Model Card for LT-MLKM-modernBERT

Model Details
How to Get Started with the Model
Uses
Risks, Biases, and Limitations
Training Details
Evaluation
Citation
License

Model Details

Model name: LT-MLKM-modernBERT

Project: “Development of the General Lithuanian Language Corpus and Vectorized Lithuanian Language Models” carried out by the State Digital Solutions Agency (SDSA) (Contract No. VDU-S-1684). The SDSA project manager is A. Rakauskas, and the supplier group leader is Assoc. Prof. Dr. A. Utka.

Architecture: ModernBERT from NVIDIA.

Model description: LT-MLKM-modernBERT is a Lithuanian masked language model developed as part of the national project “Development of a general Lithuanian language corpus and vectorized models.” The model builds on the ModernBERT-base architecture and was pre-trained on the BLKT Lithuanian Text Corpus Stage 3, which includes over 1.87 billion words and 49 billion training tokens from diverse Lithuanian sources such as news, legal, academic, and public sector texts.
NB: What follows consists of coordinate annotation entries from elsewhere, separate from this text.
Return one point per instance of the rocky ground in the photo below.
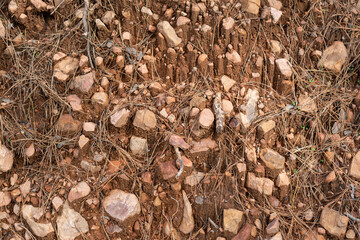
(207, 119)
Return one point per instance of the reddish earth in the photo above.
(179, 119)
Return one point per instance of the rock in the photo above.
(187, 223)
(168, 170)
(169, 33)
(227, 82)
(334, 57)
(13, 7)
(179, 142)
(275, 46)
(75, 102)
(6, 158)
(145, 120)
(227, 107)
(232, 220)
(84, 82)
(194, 179)
(80, 190)
(277, 236)
(31, 214)
(57, 202)
(265, 127)
(70, 224)
(67, 124)
(350, 234)
(333, 222)
(138, 146)
(120, 118)
(252, 6)
(206, 118)
(108, 17)
(355, 166)
(89, 127)
(203, 146)
(100, 98)
(121, 205)
(25, 188)
(39, 5)
(244, 233)
(273, 227)
(272, 159)
(307, 104)
(65, 67)
(260, 185)
(284, 68)
(5, 199)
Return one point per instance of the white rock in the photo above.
(30, 214)
(169, 33)
(121, 205)
(187, 223)
(71, 224)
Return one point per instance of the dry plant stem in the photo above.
(86, 31)
(219, 114)
(177, 151)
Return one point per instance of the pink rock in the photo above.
(178, 141)
(80, 190)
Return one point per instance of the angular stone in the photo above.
(65, 67)
(121, 205)
(84, 82)
(80, 190)
(145, 119)
(307, 104)
(100, 98)
(178, 141)
(227, 82)
(355, 166)
(67, 124)
(168, 170)
(187, 223)
(272, 159)
(232, 220)
(333, 222)
(75, 102)
(194, 179)
(334, 57)
(120, 118)
(31, 214)
(71, 224)
(6, 158)
(284, 68)
(169, 33)
(260, 185)
(206, 118)
(138, 146)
With a context length of 8,192 tokens, it efficiently processes long documents while maintaining linguistic precision and coherence. The model advances the project’s goal of providing high-quality Lithuanian language resources and pre-trained neural models to support AI, research, and digital innovation.

It serves as a base model for fine-tuning and domain adaptation in both public and private sector projects that require robust Lithuanian text processing. However, the model is not task-specialized; to address specific downstream tasks, downstream tasks require fine-tuning. It uses the ModernBertForMaskedLM implementation from the Hugging Face Transformers library (v4.54.1) with bfloat16 precision for efficient training and inference. The model employs a custom Lithuanian tokenizer specially built for this project, featuring a vocabulary size of 64,000 tokens optimized for Lithuanian morphology and subword segmentation. It supports a maximum context length of 8,192 tokens, allowing effective modelling of long documents and complex sentence structures.

How to Get Started with the Model

The model is used with the transformer library (AutoModelForMaskedLM). Input masked Lithuanian texts; output – probabilities and predictions of masked [MASK] gaps.

Simple Python code for inference:

from transformers import AutoTokenizer, AutoModelForMaskedLM
import torch

# Load tokenizer and model
tokenizer = AutoTokenizer.from_pretrained("VSSA-SDSA/LT-MLKM-modernBERT")
model = AutoModelForMaskedLM.from_pretrained("VSSA-SDSA/LT-MLKM-modernBERT")

# Example text with a masked token
text = f"Aš gimiau Lietuvoje bei labai ją {tokenizer.mask_token} bei gerbiu."

inputs = tokenizer(text, return_tensors="pt")
mask_index = (inputs.input_ids == tokenizer.mask_token_id).nonzero(as_tuple=True)[1]

with torch.no_grad():
    outputs = model(**inputs)

# Get prediction for masked position
mask_logits = outputs.logits[0, mask_index, :]
top_token_id = torch.argmax(mask_logits, dim=-1)
predicted_word = tokenizer.decode(top_token_id)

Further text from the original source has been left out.